Different market strokes
In Monticello and Liberty, Catskill Mountainkeeper has rescued failing markets and recast them to serve the specific wants and needs of local people. Government benefits such as SNAP were seamlessly integrated into their operation.
“These are food deserts where people don’t have ready access to fresh fruits and vegetables,″ said Ramsay Adams, executive director of Mountainkeeper. “Our success is modest — we draw hundreds, not thousands like Callicoon — but it’s real and it’s growing.”
The Callicoon Farmers Market is Sullivan County’s largest and a Sunday destination for the newcomers who are discovering the Catskills.
In Washingtonville, managers of the faltering market have switched to Sunday from Saturday and rebranded it for farmers and artisans.
Jessica Kehlenbeck, a member of Placemaking of Washingtonville, said the hope is that the switch in date and time and the addition of crafts will attract enough traffic to sustain the market’s four beginning farmers.

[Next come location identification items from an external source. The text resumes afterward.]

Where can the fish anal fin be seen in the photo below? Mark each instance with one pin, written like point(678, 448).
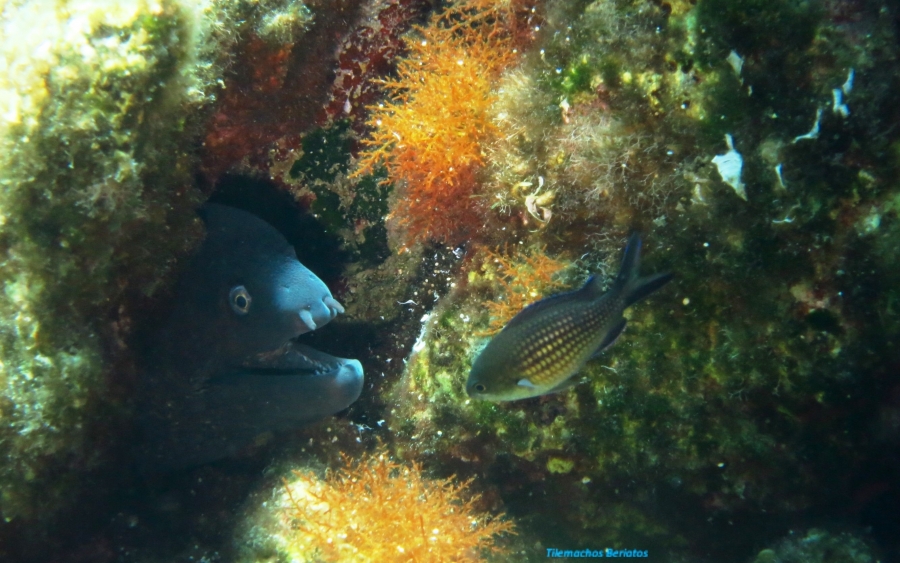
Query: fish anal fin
point(614, 333)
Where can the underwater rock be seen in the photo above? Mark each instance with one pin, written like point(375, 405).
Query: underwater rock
point(227, 369)
point(101, 106)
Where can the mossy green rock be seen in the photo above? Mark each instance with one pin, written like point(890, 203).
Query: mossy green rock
point(99, 116)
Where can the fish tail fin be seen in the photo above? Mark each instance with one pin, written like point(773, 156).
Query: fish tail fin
point(629, 281)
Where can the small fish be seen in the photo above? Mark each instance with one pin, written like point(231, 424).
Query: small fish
point(227, 368)
point(548, 342)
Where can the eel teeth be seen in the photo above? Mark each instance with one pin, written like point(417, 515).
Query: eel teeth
point(306, 317)
point(334, 304)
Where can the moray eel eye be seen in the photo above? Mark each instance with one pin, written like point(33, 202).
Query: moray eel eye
point(240, 300)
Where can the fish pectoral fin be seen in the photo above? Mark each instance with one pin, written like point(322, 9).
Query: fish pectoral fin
point(566, 384)
point(611, 337)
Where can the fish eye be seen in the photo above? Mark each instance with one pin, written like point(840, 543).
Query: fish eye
point(240, 300)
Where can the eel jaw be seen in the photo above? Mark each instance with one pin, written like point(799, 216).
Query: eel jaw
point(318, 314)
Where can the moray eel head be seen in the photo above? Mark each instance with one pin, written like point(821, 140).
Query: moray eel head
point(227, 368)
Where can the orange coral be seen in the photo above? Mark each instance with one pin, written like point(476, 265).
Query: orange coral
point(431, 132)
point(523, 279)
point(379, 511)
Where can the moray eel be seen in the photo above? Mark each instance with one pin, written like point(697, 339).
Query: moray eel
point(226, 368)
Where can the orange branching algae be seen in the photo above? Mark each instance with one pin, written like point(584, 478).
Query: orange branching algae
point(431, 131)
point(523, 278)
point(381, 512)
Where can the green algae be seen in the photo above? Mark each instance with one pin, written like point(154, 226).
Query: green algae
point(711, 393)
point(97, 133)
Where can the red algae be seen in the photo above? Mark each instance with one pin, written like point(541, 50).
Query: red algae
point(378, 511)
point(431, 133)
point(523, 278)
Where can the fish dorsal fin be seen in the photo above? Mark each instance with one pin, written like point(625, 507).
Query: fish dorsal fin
point(592, 289)
point(537, 307)
point(614, 333)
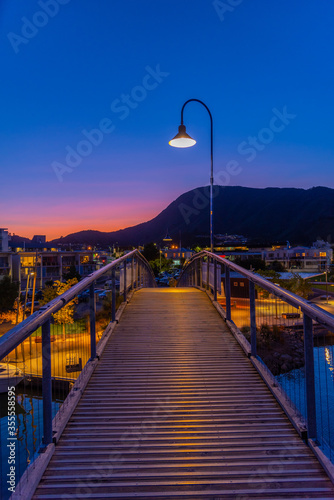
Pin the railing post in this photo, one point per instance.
(309, 378)
(252, 317)
(113, 294)
(132, 273)
(92, 309)
(46, 383)
(207, 274)
(228, 293)
(125, 290)
(215, 281)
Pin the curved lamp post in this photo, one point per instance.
(183, 140)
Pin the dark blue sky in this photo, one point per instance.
(67, 65)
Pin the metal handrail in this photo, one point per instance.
(313, 311)
(19, 333)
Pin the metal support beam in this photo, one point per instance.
(46, 383)
(309, 378)
(228, 293)
(113, 295)
(92, 321)
(252, 318)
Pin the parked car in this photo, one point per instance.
(29, 304)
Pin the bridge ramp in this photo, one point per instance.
(175, 410)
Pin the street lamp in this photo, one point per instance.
(183, 140)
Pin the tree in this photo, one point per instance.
(49, 293)
(277, 266)
(8, 294)
(150, 251)
(166, 265)
(66, 315)
(296, 284)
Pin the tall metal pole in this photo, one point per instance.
(46, 383)
(211, 175)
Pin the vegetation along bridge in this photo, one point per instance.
(173, 401)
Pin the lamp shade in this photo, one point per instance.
(182, 139)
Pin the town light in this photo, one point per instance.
(182, 139)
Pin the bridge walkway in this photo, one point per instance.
(175, 409)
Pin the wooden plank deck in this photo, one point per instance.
(176, 410)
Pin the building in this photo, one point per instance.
(316, 258)
(52, 265)
(178, 256)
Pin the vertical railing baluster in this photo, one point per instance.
(92, 314)
(215, 281)
(139, 274)
(46, 383)
(207, 274)
(228, 293)
(309, 378)
(113, 294)
(125, 287)
(252, 317)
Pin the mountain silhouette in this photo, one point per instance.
(265, 215)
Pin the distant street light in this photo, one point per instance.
(183, 140)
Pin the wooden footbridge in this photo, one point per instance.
(176, 410)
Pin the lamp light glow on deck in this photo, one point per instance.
(182, 139)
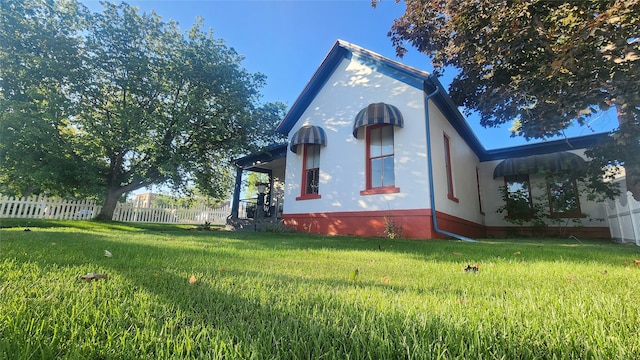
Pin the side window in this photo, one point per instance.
(448, 169)
(563, 198)
(380, 157)
(518, 196)
(310, 172)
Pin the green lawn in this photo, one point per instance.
(299, 296)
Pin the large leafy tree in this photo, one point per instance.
(544, 65)
(37, 65)
(144, 102)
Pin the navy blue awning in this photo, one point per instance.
(308, 134)
(553, 162)
(379, 113)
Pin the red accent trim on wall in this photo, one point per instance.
(417, 224)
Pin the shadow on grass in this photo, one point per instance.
(486, 250)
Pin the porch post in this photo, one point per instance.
(235, 203)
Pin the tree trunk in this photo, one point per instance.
(628, 138)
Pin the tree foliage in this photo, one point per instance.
(544, 65)
(126, 99)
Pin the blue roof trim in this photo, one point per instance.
(418, 78)
(344, 50)
(546, 147)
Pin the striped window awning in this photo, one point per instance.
(308, 134)
(533, 164)
(379, 113)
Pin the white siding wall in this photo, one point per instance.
(463, 165)
(351, 88)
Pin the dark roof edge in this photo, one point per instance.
(270, 153)
(340, 50)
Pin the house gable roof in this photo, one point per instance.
(431, 86)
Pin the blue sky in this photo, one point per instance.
(287, 41)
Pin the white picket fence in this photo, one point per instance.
(624, 218)
(41, 207)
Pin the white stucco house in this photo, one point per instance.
(373, 141)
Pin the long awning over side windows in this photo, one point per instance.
(379, 113)
(308, 134)
(553, 162)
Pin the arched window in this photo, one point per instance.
(379, 121)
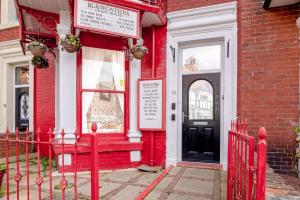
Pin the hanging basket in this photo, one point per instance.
(138, 52)
(71, 43)
(40, 62)
(37, 49)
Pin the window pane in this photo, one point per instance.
(22, 75)
(201, 58)
(106, 109)
(103, 69)
(201, 100)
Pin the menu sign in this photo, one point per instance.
(107, 18)
(151, 104)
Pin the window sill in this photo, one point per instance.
(9, 25)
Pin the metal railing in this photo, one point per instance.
(242, 168)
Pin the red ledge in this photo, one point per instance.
(103, 147)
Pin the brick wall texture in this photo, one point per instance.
(268, 76)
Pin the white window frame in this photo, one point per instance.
(7, 20)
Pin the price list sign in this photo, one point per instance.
(107, 18)
(151, 104)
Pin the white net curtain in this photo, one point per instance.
(103, 71)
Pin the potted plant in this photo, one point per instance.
(296, 130)
(37, 48)
(2, 173)
(69, 193)
(138, 51)
(40, 62)
(71, 43)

“It’s only our second year, but we do well with our organic fruits and vegetables,” said Samer Saleh, co-owner of Halal Pastures in Washingtonville and a member of Placemaking.
“I shop in Goshen, but any time we’ve had a market, I’ve come because I want to support the local effort,″ said Catherine Flandrau of Washingtonville. “Hopefully, this time it will blossom into a Goshen.”
Do markets pay?
Higgins, the Cornell ag-business-management specialist, said farmers will have to examine where they are making money and where they are not and adjust their market participation and business accordingly — something she recommends they do year-in and year-out.
Many of them, she explained, fail to factor in all of their market-specific costs, especially their own time, from the minute they’ve loaded their trucks and left the farm until they’re back home and unloaded.
Then there’s the salaries of the help, the fees for booths, truck parking and electricity at the market, and the premiums for at least $1 million in liability insurance.
“The explosion in the number of markets wasn’t driven by farmers or food justice or food desert considerations,” said Higgins. “It was more of an economic development effort to bring people back to Main Street, to build a sense of community. The equation is different now.”